CHP'nin başındaki zatın bu eşkıya vari baskınlarla derdi kamu kurumlarından bilgi almak değil, orada kaos ve kargaşa çıkarmaktır.

Bay Kemal devletin kurumlarını yozlaştırmak, yıpratmak asla mümkün değildir ve bundan sonra devletin kurumlarına rastgele gidemeyeceksin. Bitti artık. Her şeyden önce devletin kurumlarına gidebilmek dürüstlük gerektirir.

Sende bu dürüstlük yok. Sana bugüne kadar yeri geldi savunma bakanlarımı, dış işleri bakanımı gönderdim. Gidin brife edin, bilgilendirin diye. Ama sen adam değilsin ya. Değilsin. Dürüst değilsin dürüst.

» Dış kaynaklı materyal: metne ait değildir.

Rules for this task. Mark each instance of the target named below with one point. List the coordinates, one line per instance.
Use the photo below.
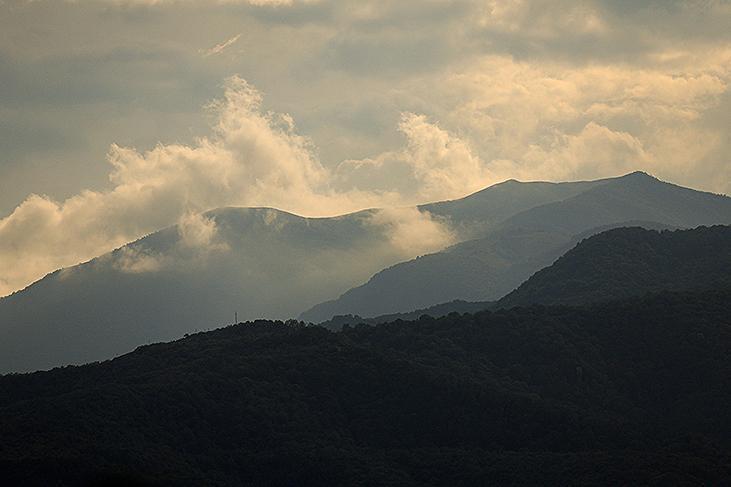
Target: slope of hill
(259, 262)
(436, 311)
(628, 392)
(487, 268)
(629, 262)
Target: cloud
(197, 231)
(433, 165)
(555, 121)
(219, 48)
(486, 91)
(132, 260)
(275, 3)
(254, 158)
(413, 232)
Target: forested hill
(628, 392)
(631, 261)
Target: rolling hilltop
(487, 268)
(265, 263)
(629, 262)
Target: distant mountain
(259, 262)
(631, 392)
(629, 262)
(487, 268)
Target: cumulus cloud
(254, 158)
(132, 260)
(501, 89)
(555, 121)
(433, 165)
(413, 232)
(219, 48)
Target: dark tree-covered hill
(628, 262)
(489, 267)
(627, 392)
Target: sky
(120, 117)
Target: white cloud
(413, 232)
(131, 260)
(219, 48)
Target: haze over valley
(365, 242)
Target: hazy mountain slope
(475, 214)
(629, 262)
(629, 392)
(488, 268)
(259, 262)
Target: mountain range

Merkez Bankası bağımsız değil diyordun, seni kabul etti. Buyur, demek ki bağımsız ama sen bağımsız değilsin. Ben senin ipinin kimlerin elinde olduğunu çok merak ediyorum. O da meydana çıkacak tabi. Bakanlarımız ve diğer kamu görevlilerimiz de bu kifayetsiz muhterise böyle bir fırsatı vermeyerek doğrusunu yapıyorlar."